I am hesitant to pursue options iii. and iv. as these introduce artificial effects on a particular subset of samples by treating these subsets differently (please correct me if I am wrong here). I think part of it is because I believe these 'highly contaminated samples' are inflamed gut tissue, so I think there is a biological reason behind this seperation! So, I would rather treat all samples homogeneously. Do you think this is correct?

The second and more important question then becomes: which is the safer option, to go towards: option i. or ii., especially in knowledge that I need to do differential expression downstream.

Your comment in "https://github.com/constantAmateur/SoupX/issues/32", suggests you might prefer an artificially high threshold, but I suppose my question to you is, in this setting outlined above would you still pick an artificially high threshold over, setting cluster = FALSE and treating each cell like its own cluster?

Also, in both i. and ii. is it ok to pass clustering information at the adjustCounts step despite not having given clusters for the preceding estimateNonExpressingCells step?

Thank you ever so much again!

constantAmateur commented 3 years ago

I know this issue is quite old now and you've probably settled on a solution, but I'm replying in case it is of use to others.
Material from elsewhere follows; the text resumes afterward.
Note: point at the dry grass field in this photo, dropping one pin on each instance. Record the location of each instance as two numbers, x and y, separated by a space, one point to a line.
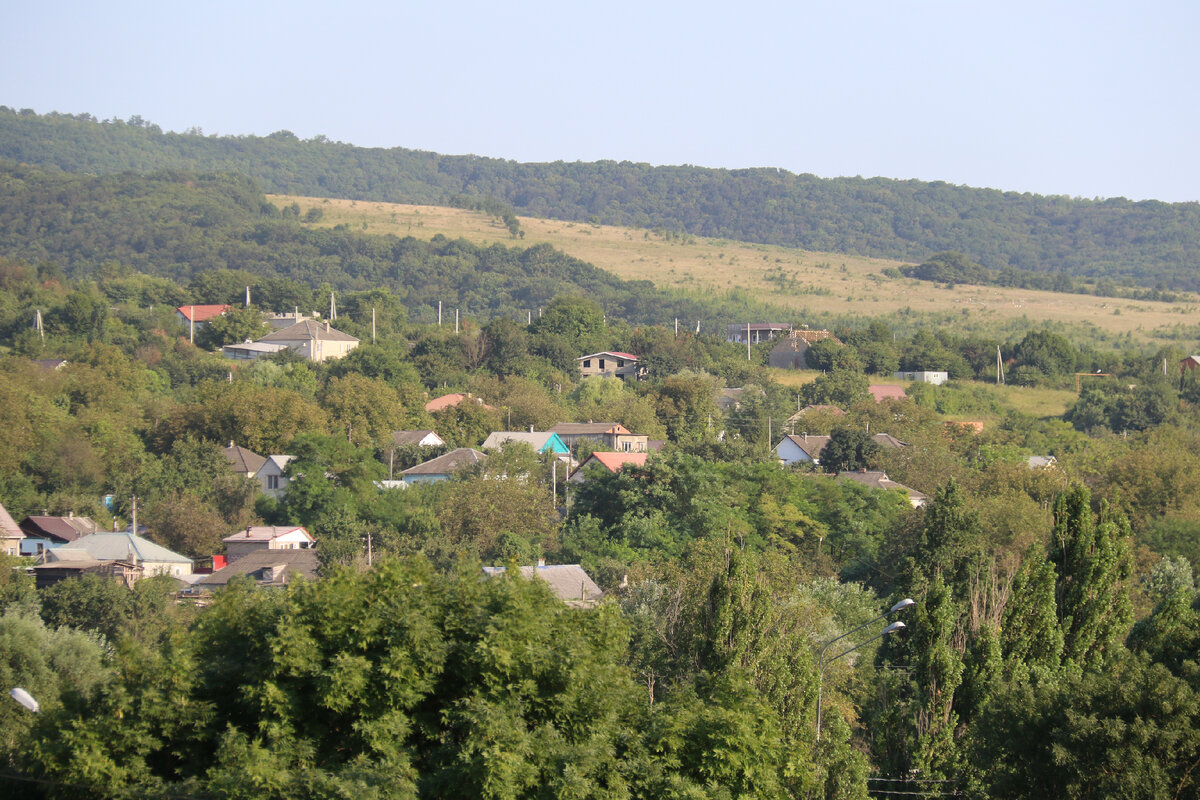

My current suggestion would be that you try using the automated "autoEst" function to calculate the contamination fraction. But if issues persist I think that:

  1. You're right to want to treat all samples consistently.
  2. Before setting cluster = FALSE I would try changing the parameters of estimateNonExpressingCells to less aggressively conclude that cells genuinely express a gene set. To do this, either increasing maximumContamination if it's set to something below 1, or decreasing FDR.
  3. The advice to artificially set the contamination fraction high depends very much on your biological question. Setting the contamination fraction higher than the truth will over-correct the data and remove real counts. This can be a price worth paying in some cases, but that's a choice you need to make. I will say that in most (chromium 10X, 3' with V3 chemistry) experiments I've looked at contamination in the range 5-10% is the norm, so 10% is not crazily high in that context.

In your particular case, it sounds like you have multiple samples that are biologically fairly similar and generated using the same technology/protocols. In such cases, I've found that the contamination rate tends to be fairly consistent between samples and you might just want to manually set the contamination fraction for the ones where cluster=TRUE gives problems to the average of the ones that work well.